The average age-adjusted state COVID-19 death rate was 80.3 per 100,000 people in 2020, rising to 99.3 per 100,000 in 2021. The average state COVID-19 primary vaccination series completion rate was 72.3% through December 2021.

Anything we can do to help kids avoid flare-ups is beneficial.

Linear regression showed that, with each increase of 10 percentage points in COVID-19 vaccination coverage, the prevalence of childhood asthma symptoms fell by 0.36 percentage points. The asthma symptom rate was not tied to state COVID-19 death rates or face-covering mandates.
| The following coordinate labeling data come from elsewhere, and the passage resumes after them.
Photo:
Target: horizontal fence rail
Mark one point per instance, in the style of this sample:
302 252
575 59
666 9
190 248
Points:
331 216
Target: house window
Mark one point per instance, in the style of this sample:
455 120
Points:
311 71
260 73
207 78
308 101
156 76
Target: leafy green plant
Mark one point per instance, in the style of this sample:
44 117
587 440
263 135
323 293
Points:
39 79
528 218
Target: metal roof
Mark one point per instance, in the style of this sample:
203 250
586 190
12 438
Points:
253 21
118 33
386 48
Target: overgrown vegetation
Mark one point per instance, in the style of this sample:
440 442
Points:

State COVID-19 vaccination rates were inversely correlated with state COVID-19 death rates in 2021 but not 2020 and were positively correlated with face-covering requirements.

“Whether asthma is mild or severe, it affects children’s quality of life,” lead author Matthew Davis, MD, said in a Nemours news release. “So anything we can do to help kids avoid flare-ups is beneficial.”

Inability to test differences in symptoms by vaccination status

“In this study, which is the first population-level parent-reported childhood asthma symptom prevalence and COVID-19 vaccination study we know of, we found that higher COVID-19 vaccination rates may confer protection against symptomatic asthma,” the researchers wrote.

In addition to COVID-19, they said, vaccination may also protect against infection with other human coronaviruses through cross-reactive antibody responses. 

“Community-level immunity in states with higher vaccination rates may have helped reduce children’s asthma risk,” they wrote. “In contrast, neither concurrent exposure to high population-level burden of COVID-19–attributed disease nor sustained state-level face mask requirements were associated with concurrent trends in parent-reported symptomatic childhood asthma.”

The authors cautioned that they couldn’t assess differences in symptomatic asthma among vaccinated versus unvaccinated children because state data on COVID-19 vaccine uptake among children with a history of asthma were unavailable.

“Nonetheless, reduction in symptomatic asthma among children in 2020 and overall individual-level COVID-19 mortality reduction with vaccination against SARS-CoV-2 offer external support for our state-level findings,” they concluded. “Moreover, the absence of association of COVID-19 vaccination (administered predominantly in 2021) with population-level COVID-19 mortality in 2020 serves as a negative control.”

They added that the results should be further studied to determine whether asthma symptom rates in children could be driven down through continued efforts to improve COVID-19 vaccine coverage in this age-group.

Ongoing vaccination against COVID-19 may offer direct benefits for children with a history of asthma, but this must be confirmed with further research.

“Ongoing vaccination against COVID-19 may offer direct benefits for children with a history of asthma, but this must be confirmed with further research,” coauthor Lakshmi Halasyamani, MD, of Endeavor Health in Evanston, Illinois, said in the release. “It also raises the question of whether broader population-level COVID-19 vaccination among children and adults can help protect children with asthma, too.”